Global market angst over the US subprime mortgage crisis, among other factors, has prompted Morgan Stanley to update its currency forecasts, says Stephen Jen, the bank’s global head of currency research.
MS has revised its end-2007 forecast for the euro-dollar exchange rate from to $1.33, from $1.28 previously. The dollar-yen forecast is unchanged: Y118 by end-2007. Part of this adjustment reflects the state of the sub-prime market, but Jen says it also a formal expression of recognition “that US real money diversification may be a structural negative for the dollar”.
The Australian and New Zealand dollars should continue to be supported, just like the Canadian dollar, he says, “as long as global demand remains robust”.
In light of the continued deterioration in the US sub-prime market and widening credit spreads, economic and monetary divergence between the US and the rest of the world is likely to persist for some time, Jen predicts.
Though the US economy, and therefore the dollar, can be expected to reassert themselves later this year from the “currently undervalued” levels (“especially against the euro and the pound”) it is time now to “mark to market the weakness in the dollar in the past five weeks”, he says.
Last week, Jen proposed the idea that diversification by US real money managers may have been an important structural negative for the dollar since 2003. He predicts declining ‘home bias’ in many countries on currency trades. “State pension funds will also be diversifying”, he notes, and further, “emerging markets’ dwindling demand for the dollar for liquidity purposes could also weigh on the US currency”.

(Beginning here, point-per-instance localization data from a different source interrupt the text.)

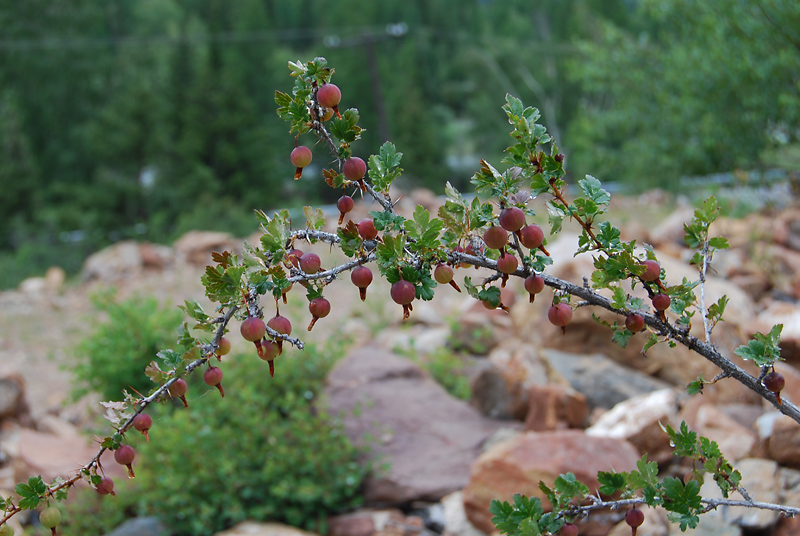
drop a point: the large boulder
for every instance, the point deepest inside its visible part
(519, 464)
(639, 420)
(195, 247)
(428, 438)
(114, 263)
(604, 382)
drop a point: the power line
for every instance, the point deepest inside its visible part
(229, 37)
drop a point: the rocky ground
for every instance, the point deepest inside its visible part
(542, 403)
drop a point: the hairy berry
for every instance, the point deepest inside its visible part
(512, 219)
(403, 292)
(310, 263)
(560, 315)
(253, 329)
(661, 302)
(106, 486)
(300, 157)
(652, 270)
(319, 308)
(143, 422)
(531, 236)
(280, 324)
(507, 263)
(213, 378)
(361, 276)
(568, 529)
(634, 517)
(534, 284)
(223, 347)
(294, 257)
(443, 275)
(345, 204)
(354, 169)
(124, 455)
(366, 229)
(50, 517)
(495, 237)
(634, 322)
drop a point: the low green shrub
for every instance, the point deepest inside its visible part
(114, 354)
(266, 451)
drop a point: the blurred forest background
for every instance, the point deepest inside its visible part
(144, 119)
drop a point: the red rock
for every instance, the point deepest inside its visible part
(639, 421)
(517, 466)
(552, 407)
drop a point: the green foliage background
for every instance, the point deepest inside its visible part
(118, 119)
(266, 451)
(124, 339)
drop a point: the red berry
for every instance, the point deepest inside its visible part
(124, 455)
(294, 257)
(269, 350)
(634, 517)
(319, 308)
(661, 302)
(224, 347)
(634, 323)
(507, 264)
(366, 229)
(310, 263)
(345, 204)
(178, 389)
(280, 324)
(534, 284)
(301, 156)
(775, 382)
(143, 422)
(560, 315)
(512, 219)
(495, 237)
(443, 274)
(403, 292)
(531, 236)
(354, 169)
(329, 96)
(568, 529)
(253, 329)
(213, 378)
(106, 486)
(361, 276)
(652, 271)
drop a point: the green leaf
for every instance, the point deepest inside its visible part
(383, 167)
(651, 341)
(349, 239)
(315, 219)
(718, 242)
(611, 483)
(683, 439)
(592, 188)
(171, 358)
(386, 221)
(423, 230)
(32, 493)
(762, 349)
(570, 487)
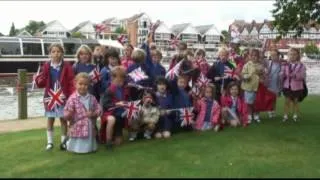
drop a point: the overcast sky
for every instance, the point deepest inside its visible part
(71, 13)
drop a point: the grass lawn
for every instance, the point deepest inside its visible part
(269, 149)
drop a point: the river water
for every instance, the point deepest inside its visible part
(9, 103)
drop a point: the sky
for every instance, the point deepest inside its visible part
(71, 13)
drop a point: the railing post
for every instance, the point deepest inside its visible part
(22, 94)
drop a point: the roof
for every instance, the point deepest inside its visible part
(79, 26)
(108, 21)
(203, 28)
(178, 28)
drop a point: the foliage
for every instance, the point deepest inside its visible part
(78, 35)
(293, 15)
(13, 31)
(311, 48)
(225, 36)
(269, 149)
(120, 30)
(34, 26)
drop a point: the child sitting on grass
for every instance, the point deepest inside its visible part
(82, 110)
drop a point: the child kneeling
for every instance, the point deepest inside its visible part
(82, 110)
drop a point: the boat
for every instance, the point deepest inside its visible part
(28, 52)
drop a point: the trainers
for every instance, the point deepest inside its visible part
(295, 118)
(63, 146)
(285, 118)
(132, 137)
(257, 118)
(49, 146)
(216, 128)
(109, 145)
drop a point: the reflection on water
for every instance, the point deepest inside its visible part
(9, 103)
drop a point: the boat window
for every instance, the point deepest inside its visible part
(10, 46)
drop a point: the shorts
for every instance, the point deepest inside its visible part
(249, 97)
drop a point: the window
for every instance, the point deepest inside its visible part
(31, 48)
(10, 48)
(71, 48)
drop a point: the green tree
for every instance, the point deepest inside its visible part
(294, 15)
(78, 35)
(120, 30)
(34, 26)
(225, 36)
(311, 48)
(13, 30)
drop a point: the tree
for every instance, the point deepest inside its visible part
(294, 15)
(120, 30)
(311, 49)
(34, 26)
(225, 36)
(78, 35)
(13, 30)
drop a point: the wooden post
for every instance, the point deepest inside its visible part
(22, 94)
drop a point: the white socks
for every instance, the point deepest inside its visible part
(50, 136)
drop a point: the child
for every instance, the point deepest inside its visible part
(273, 77)
(82, 110)
(55, 73)
(201, 62)
(221, 72)
(83, 64)
(148, 116)
(293, 75)
(113, 121)
(251, 72)
(234, 109)
(142, 59)
(158, 68)
(208, 111)
(127, 60)
(181, 99)
(111, 60)
(164, 98)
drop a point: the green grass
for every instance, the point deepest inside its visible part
(270, 149)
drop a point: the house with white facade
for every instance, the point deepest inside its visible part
(86, 28)
(187, 33)
(53, 29)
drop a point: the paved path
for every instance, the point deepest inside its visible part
(24, 124)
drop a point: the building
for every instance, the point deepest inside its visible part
(187, 33)
(162, 36)
(137, 28)
(53, 29)
(258, 34)
(86, 28)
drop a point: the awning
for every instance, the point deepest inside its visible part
(110, 43)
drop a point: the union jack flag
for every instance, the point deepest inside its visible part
(229, 72)
(132, 109)
(174, 42)
(202, 81)
(122, 39)
(138, 75)
(95, 75)
(56, 97)
(100, 27)
(186, 115)
(172, 73)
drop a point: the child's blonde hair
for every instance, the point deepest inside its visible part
(119, 72)
(85, 48)
(213, 89)
(138, 55)
(82, 75)
(57, 45)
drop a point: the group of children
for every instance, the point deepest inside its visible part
(138, 94)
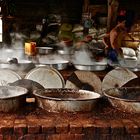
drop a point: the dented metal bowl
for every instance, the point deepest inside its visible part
(66, 100)
(126, 99)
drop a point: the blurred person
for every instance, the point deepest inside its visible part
(113, 40)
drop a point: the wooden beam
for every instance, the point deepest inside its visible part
(112, 13)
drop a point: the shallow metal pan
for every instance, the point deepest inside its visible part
(66, 100)
(57, 64)
(126, 99)
(90, 67)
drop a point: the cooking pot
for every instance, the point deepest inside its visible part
(44, 50)
(22, 65)
(126, 99)
(57, 64)
(66, 100)
(95, 66)
(12, 98)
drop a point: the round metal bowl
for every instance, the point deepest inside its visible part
(126, 99)
(22, 65)
(57, 64)
(66, 100)
(12, 98)
(44, 50)
(96, 67)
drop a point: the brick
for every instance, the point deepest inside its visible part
(48, 128)
(119, 137)
(117, 127)
(76, 128)
(34, 129)
(105, 137)
(136, 137)
(89, 131)
(20, 121)
(102, 127)
(66, 137)
(27, 137)
(1, 137)
(62, 128)
(20, 129)
(41, 137)
(9, 137)
(6, 130)
(130, 126)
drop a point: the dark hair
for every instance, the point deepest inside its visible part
(121, 18)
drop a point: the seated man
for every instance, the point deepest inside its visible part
(113, 40)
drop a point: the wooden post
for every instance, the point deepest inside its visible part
(85, 6)
(112, 13)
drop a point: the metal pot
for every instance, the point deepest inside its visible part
(66, 100)
(57, 64)
(44, 50)
(95, 67)
(12, 98)
(22, 65)
(126, 99)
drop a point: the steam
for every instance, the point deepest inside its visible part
(83, 57)
(52, 59)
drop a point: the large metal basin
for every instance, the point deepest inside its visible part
(126, 99)
(66, 100)
(12, 98)
(96, 67)
(22, 65)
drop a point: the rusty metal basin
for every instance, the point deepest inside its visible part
(126, 99)
(66, 100)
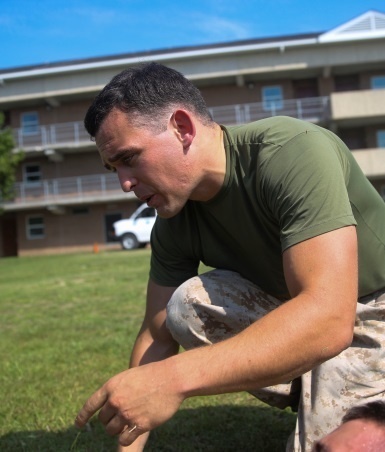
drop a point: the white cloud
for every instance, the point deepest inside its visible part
(215, 28)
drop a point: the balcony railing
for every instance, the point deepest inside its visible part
(314, 109)
(66, 190)
(71, 133)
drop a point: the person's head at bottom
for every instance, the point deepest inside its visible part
(362, 430)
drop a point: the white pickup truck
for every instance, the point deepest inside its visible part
(135, 231)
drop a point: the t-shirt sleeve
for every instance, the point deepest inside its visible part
(172, 257)
(304, 185)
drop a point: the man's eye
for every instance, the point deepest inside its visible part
(127, 160)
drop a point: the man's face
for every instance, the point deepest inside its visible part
(358, 435)
(155, 166)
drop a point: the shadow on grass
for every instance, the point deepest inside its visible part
(207, 429)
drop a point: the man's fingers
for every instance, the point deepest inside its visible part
(93, 404)
(129, 435)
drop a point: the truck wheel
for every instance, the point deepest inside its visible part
(129, 241)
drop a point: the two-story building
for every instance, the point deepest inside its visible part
(65, 201)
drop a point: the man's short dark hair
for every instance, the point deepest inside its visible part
(147, 92)
(373, 411)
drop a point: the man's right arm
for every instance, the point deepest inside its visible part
(154, 341)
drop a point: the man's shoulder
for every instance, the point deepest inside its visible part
(276, 130)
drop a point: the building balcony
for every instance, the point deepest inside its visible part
(54, 194)
(312, 109)
(371, 161)
(52, 136)
(357, 106)
(73, 134)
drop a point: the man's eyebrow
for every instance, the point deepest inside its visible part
(119, 155)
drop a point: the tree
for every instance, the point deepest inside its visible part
(8, 161)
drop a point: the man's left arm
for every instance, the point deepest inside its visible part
(312, 327)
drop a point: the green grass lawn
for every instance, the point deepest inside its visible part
(67, 323)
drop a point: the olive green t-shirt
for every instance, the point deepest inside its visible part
(286, 181)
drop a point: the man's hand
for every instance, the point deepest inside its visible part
(134, 402)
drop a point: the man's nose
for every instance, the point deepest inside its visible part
(127, 181)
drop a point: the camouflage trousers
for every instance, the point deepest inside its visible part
(217, 305)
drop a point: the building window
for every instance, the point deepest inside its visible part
(381, 138)
(30, 123)
(378, 82)
(349, 82)
(81, 210)
(35, 228)
(382, 192)
(272, 98)
(32, 173)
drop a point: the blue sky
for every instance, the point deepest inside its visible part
(47, 31)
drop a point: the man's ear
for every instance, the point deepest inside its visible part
(184, 127)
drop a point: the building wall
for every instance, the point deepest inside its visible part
(70, 231)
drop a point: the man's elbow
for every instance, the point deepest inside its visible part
(342, 339)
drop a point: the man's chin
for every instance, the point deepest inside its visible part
(166, 213)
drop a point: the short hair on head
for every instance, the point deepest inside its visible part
(372, 411)
(147, 92)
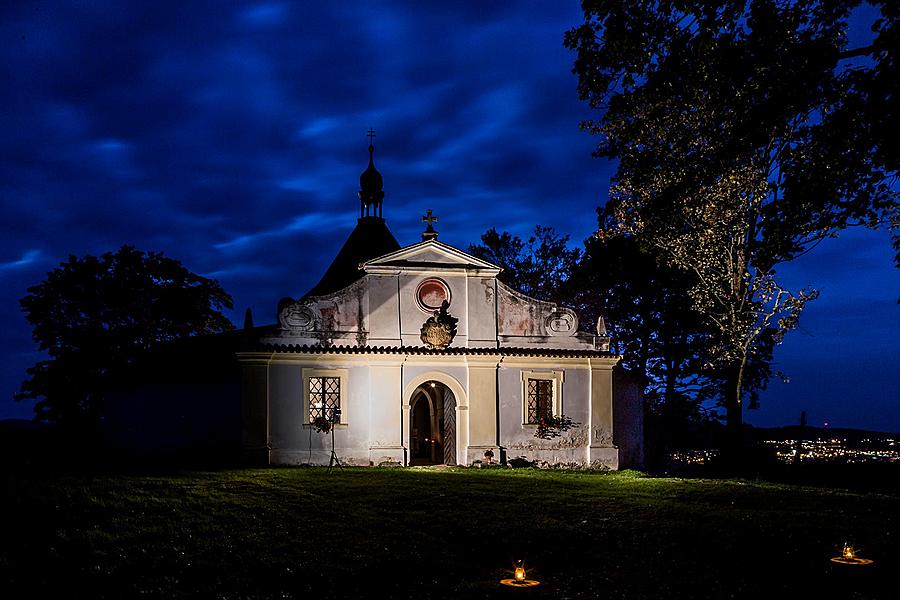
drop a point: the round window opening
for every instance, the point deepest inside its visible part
(431, 293)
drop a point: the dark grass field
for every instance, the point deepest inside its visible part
(423, 533)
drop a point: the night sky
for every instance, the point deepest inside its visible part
(231, 136)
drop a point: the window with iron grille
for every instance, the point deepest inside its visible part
(324, 397)
(540, 400)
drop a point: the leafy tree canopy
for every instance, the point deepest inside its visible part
(746, 132)
(539, 267)
(97, 315)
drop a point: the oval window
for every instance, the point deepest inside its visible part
(431, 293)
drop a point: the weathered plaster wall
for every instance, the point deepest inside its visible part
(517, 437)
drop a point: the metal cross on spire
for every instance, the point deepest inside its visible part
(430, 233)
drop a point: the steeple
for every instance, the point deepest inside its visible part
(370, 186)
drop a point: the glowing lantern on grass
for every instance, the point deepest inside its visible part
(848, 553)
(519, 578)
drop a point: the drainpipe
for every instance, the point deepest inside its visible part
(502, 457)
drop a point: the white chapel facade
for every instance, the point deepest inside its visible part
(420, 355)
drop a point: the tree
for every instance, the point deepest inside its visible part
(643, 301)
(540, 267)
(746, 132)
(97, 316)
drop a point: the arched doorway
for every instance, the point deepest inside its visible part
(433, 438)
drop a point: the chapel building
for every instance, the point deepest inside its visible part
(419, 355)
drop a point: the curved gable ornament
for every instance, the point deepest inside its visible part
(562, 322)
(296, 317)
(440, 329)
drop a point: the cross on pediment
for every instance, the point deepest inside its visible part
(430, 219)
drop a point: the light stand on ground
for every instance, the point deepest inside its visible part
(335, 419)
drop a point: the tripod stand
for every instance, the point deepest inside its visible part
(335, 418)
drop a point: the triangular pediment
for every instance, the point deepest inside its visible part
(428, 254)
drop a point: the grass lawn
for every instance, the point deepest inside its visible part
(426, 533)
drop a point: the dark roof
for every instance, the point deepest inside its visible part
(369, 239)
(545, 352)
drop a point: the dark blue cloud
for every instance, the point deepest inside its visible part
(231, 136)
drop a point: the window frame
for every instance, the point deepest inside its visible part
(342, 375)
(556, 390)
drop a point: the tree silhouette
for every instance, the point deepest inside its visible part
(746, 133)
(539, 267)
(97, 316)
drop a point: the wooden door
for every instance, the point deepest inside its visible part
(449, 428)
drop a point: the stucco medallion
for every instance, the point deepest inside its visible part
(440, 328)
(562, 322)
(295, 317)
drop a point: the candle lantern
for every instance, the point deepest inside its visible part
(519, 578)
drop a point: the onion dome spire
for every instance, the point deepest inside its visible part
(370, 186)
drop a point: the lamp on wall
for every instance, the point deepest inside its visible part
(334, 460)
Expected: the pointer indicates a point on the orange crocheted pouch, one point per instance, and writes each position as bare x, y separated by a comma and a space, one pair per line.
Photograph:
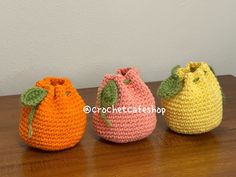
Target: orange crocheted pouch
127, 102
52, 116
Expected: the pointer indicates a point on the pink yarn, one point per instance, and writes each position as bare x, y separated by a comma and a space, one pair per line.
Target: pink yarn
127, 127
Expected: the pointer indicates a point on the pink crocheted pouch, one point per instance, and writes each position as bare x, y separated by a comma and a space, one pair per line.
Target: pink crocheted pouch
125, 104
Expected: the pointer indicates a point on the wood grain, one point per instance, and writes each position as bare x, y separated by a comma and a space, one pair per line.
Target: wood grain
164, 153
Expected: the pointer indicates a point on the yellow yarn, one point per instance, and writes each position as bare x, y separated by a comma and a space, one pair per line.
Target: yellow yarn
197, 108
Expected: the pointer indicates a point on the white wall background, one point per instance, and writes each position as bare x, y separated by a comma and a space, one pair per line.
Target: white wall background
84, 39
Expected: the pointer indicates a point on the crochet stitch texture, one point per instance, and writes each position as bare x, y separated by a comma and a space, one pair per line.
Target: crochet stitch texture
196, 106
124, 89
58, 121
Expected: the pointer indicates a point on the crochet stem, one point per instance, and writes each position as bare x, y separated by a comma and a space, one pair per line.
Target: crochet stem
31, 116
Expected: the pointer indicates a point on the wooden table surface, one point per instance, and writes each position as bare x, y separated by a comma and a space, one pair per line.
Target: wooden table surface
164, 153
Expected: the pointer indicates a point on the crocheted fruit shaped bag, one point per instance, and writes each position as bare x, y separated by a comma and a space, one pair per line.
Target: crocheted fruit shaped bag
192, 98
52, 116
124, 90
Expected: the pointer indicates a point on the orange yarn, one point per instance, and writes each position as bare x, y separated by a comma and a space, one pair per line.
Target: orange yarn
59, 121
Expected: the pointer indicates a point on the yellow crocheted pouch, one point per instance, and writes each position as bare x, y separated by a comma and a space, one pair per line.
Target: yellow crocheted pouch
192, 98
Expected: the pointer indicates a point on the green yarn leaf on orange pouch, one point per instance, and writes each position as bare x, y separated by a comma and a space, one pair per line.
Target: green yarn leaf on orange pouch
31, 98
107, 98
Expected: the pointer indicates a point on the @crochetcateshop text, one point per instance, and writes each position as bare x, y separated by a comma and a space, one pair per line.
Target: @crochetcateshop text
140, 109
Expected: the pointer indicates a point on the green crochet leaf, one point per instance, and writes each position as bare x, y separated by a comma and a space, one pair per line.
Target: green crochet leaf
109, 95
33, 96
107, 98
170, 87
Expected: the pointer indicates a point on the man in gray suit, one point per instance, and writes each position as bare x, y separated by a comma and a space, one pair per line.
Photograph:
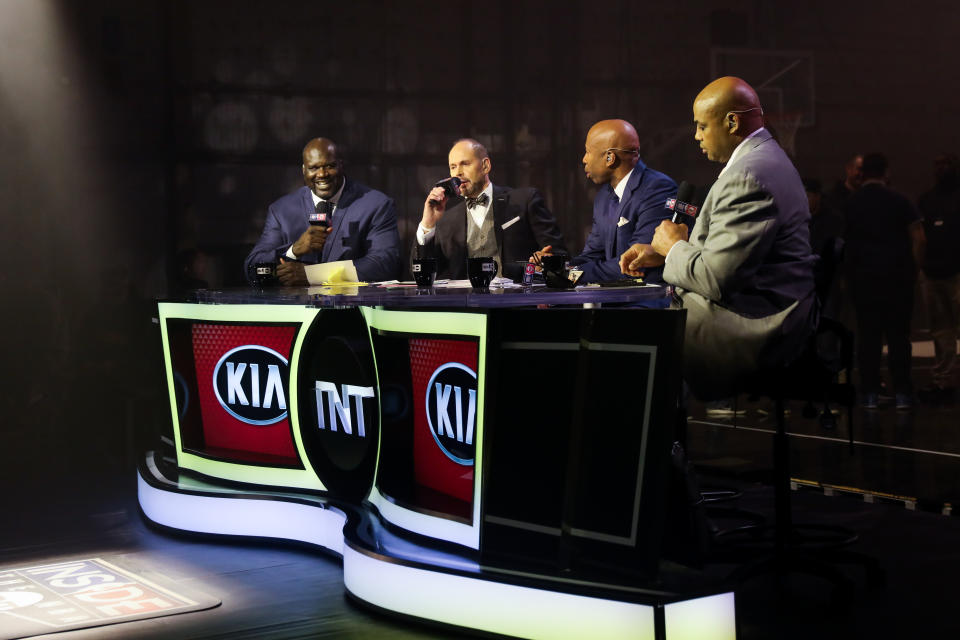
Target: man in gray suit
745, 275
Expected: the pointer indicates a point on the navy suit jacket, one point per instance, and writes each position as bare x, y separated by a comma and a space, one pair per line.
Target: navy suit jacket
364, 229
643, 206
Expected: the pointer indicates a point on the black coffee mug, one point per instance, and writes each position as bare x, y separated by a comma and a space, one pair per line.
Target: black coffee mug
481, 271
265, 274
424, 271
555, 270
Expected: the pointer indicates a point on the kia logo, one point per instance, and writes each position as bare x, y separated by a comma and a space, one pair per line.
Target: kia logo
452, 410
250, 383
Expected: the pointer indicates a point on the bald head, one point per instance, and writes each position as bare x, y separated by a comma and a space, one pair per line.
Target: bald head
322, 168
611, 151
724, 113
469, 161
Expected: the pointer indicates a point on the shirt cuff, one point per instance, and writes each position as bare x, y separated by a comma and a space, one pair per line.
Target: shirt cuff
424, 236
671, 251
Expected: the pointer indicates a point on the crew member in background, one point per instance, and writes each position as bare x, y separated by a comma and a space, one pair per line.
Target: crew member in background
745, 275
362, 227
884, 248
629, 205
940, 210
490, 220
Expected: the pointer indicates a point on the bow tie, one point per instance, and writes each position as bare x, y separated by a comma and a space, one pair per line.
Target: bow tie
480, 200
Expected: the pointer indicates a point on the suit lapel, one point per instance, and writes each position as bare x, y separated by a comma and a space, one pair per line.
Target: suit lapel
499, 215
632, 185
340, 217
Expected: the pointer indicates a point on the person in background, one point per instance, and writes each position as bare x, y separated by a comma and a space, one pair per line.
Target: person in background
363, 224
884, 247
940, 212
490, 220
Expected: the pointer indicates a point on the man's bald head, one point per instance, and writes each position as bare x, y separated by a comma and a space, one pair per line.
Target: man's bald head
725, 112
611, 151
322, 167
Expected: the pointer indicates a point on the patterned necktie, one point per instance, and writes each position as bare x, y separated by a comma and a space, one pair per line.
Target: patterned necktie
480, 200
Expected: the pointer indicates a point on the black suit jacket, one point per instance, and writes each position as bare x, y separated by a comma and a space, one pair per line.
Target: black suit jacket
529, 226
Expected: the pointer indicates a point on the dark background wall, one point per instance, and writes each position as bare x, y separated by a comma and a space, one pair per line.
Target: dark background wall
132, 131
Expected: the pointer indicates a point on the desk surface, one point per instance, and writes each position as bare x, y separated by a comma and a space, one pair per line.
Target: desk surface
349, 296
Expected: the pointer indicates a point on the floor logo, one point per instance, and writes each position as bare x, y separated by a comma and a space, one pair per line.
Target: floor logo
249, 382
83, 593
452, 410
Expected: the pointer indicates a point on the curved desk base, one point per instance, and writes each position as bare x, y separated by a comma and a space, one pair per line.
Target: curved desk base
397, 575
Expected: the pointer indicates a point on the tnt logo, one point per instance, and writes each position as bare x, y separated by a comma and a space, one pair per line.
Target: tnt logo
249, 382
338, 407
452, 410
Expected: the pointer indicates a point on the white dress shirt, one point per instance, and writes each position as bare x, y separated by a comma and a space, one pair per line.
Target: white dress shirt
477, 213
316, 199
739, 151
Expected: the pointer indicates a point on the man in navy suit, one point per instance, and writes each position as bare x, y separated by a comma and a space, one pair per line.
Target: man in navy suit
629, 205
363, 224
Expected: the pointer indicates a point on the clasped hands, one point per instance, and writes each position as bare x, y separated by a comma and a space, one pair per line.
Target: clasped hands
639, 257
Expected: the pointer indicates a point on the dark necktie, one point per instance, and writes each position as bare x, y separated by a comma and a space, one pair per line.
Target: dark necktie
480, 200
614, 203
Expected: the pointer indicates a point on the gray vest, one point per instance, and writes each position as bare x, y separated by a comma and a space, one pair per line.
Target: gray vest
482, 241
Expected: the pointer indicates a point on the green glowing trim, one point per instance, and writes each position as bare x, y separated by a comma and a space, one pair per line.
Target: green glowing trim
305, 478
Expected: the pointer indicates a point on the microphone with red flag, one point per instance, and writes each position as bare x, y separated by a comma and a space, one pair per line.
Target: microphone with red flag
686, 205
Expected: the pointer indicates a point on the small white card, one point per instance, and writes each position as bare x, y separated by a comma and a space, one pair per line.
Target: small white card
331, 272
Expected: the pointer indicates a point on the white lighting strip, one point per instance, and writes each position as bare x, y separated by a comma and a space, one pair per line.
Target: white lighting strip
491, 606
236, 516
709, 617
459, 600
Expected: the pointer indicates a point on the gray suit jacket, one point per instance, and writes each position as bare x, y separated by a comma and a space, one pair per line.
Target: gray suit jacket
746, 274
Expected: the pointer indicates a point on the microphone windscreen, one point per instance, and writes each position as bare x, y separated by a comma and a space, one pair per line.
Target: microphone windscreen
685, 192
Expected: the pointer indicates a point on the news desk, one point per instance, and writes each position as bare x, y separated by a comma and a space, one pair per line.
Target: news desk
497, 461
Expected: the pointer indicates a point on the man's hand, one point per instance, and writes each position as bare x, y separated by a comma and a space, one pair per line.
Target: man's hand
433, 208
292, 274
634, 260
666, 235
537, 255
311, 240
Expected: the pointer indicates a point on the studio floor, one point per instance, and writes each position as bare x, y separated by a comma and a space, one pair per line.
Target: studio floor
896, 488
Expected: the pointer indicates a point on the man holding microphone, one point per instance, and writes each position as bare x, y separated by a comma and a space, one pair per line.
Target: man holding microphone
745, 275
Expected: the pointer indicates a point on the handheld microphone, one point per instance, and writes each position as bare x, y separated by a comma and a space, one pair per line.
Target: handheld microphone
321, 217
684, 211
451, 186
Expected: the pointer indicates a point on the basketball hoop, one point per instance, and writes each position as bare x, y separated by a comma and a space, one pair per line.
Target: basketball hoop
784, 127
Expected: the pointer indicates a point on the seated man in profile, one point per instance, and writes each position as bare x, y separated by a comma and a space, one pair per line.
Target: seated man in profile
508, 224
628, 206
362, 227
745, 274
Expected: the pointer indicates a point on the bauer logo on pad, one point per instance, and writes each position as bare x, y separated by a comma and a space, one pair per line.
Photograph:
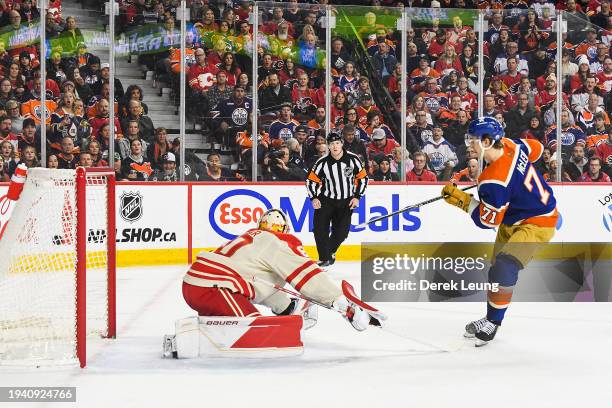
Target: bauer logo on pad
131, 206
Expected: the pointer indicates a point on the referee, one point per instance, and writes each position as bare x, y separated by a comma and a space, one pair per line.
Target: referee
335, 184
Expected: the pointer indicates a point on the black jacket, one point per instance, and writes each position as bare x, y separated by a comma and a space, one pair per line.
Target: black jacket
271, 101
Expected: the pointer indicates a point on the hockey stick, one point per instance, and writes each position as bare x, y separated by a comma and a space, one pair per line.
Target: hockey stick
386, 329
290, 292
407, 208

Basically, global economy and financial markets “are out of sync”, says Jen. “The two don’t bear a resemblance to each other…The global economy is as robust now as it has been in the past four years, and is more balanced,” he says, adding that he still believes “the global economy should drive financial markets, not the other way around.”
On the Japanese yen, meanwhile, subject of much market focus on Friday, concern at the Asian Development Bank and reports about the unwinding of the yen carry trade, Jen says current yen strength “reflects risk-aversion and, therefore, may be temporary”.
Against the dollar, the yen has declined from close to Y124 to Y119 in the past four weeks. “This is a sharp drop”, notes Jen. “I am not yet convinced that this is the beginning of a new trend, even though I endorse long yen as a tactical trade during this volatile period.”
The yen can do well in “extreme conditions”, concludes Jen, if: (1) the world plunges into a risk-averse state or (2) Japan’s economy and/or the Nikkei index outperforms the rest of the world.
“We have been looking for USD/JPY to trade lower (Y118 and Y112 by end-2007 and end-2008), and the scenario we have had in mind is (2), not (1). For one thing, it is unlikely that scenario (1) can persist from now until the end of 2008.”
That conclusion, however, may be of little comfort to those caught up in the present market maelstrom.